The Photo Studio: Global Family Album

Brooklyn, N.Y.  A picture speaks a thousand words.  An adage we have all heard too many times to count but understood the meaning of with our first picture taken or with every moment we look at an old photo and recall the emotions we felt when it was taken.  It is in these moments we see people alive, truly existing in time. This is what photographer and artist Caroll Taveras is looking to capture with her continued Global Family Album project that she started back in 2009 in a small neighborhood of Brooklyn.


2009 Photo Studio Project, Brooklyn New York.

Carroll has been an artistic photographer for a number of years gaining notice in the New York Times, Time Magazine and a host of other media as well as holding a few exhibitions showcasing her work. If you ask her how she would classify her photography she will tell you she is a portraiture photographer, capturer of the moment, but her work expands beyond portraits.  She has traveled to many parts of the world, not just capturing people, sitting and living life as it is happening, but of disasters, pain, and all the emotions that life inundates us with.  Her pictures draw out the emotions of both the person photographed and the one admiring it.


Caroll Taveras in her 2009 Photo Studio project in Brooklyn.

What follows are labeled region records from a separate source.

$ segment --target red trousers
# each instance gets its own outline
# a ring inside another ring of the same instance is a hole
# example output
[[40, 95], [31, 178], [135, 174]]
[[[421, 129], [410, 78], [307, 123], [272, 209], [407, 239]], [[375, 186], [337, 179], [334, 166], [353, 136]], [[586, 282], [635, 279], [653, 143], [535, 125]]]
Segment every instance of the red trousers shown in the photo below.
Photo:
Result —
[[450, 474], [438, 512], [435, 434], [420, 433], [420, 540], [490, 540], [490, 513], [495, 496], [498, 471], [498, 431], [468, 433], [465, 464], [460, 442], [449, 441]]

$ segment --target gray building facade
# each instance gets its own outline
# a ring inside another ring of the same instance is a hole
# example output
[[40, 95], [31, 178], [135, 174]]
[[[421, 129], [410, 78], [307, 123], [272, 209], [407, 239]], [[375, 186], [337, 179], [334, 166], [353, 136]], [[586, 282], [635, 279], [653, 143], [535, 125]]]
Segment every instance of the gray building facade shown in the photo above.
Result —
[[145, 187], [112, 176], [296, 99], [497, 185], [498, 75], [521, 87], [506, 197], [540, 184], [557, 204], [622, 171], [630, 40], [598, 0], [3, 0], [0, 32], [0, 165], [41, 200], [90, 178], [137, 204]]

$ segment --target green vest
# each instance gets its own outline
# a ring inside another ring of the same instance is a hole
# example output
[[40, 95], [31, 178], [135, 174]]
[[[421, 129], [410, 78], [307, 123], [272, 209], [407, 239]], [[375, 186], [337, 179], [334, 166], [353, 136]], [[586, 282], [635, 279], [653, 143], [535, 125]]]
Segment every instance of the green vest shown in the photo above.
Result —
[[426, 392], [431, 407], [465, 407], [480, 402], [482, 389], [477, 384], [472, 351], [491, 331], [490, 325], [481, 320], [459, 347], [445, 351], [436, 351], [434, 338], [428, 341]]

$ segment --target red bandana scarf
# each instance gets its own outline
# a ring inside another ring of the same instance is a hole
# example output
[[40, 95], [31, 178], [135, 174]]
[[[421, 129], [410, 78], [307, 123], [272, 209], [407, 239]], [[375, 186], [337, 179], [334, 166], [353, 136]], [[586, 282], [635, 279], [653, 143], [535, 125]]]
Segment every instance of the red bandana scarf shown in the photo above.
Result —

There is more to what she is trying to create though.  Yes, at a glance she is bringing to the table a great project of photography that will portray images of people and the times they live in from around the world but there is something more to what she is trying to do.  Back in 2009 she opened the Caroll Taveras Photo Studio on Atlantic Avenue in Brooklyn as a photo project to bring out the people of the neighborhood, but she wasn’t starting something new.

Photo Studios had at one time been a staple in neighborhoods of all different types of classes and ethnicities, providing a quick and often communal way for people, families, and friends to capture a picture together while sharing community information and memories.  You can only imagine what culture, what time, what moments were captured and frozen in the pictures when these studios were popular, but with the explosion of instant photos and easy and quick development, photo studios began to disappear from the neighborhood, replaced by drug stores, corner stores, and “space for rent” signs.

Caroll isn’t continuing her work here though.  Instead she will be taking it across the ocean to Hackney, London to pick up where she left off here in the U.S. in a mixed community similar to Brooklyn, with the hopes of bringing back the memory of the photo studio and reintroducing the community to the magic of portrait photography.  From there she hopes to travel around doing this amazing project, bringing the world closer to itself and showing people all over that we truly are one family.  To learn more about Caroll Taveras and her project, click on the links below.

I’m interested in what people are looking like right now. What they’re wearing, what their hair is like, what their expression is like. Because there’s something about a time period that you can even see it on people’s faces. – Caroll Taveras

Photographer and artist Caroll Taveras.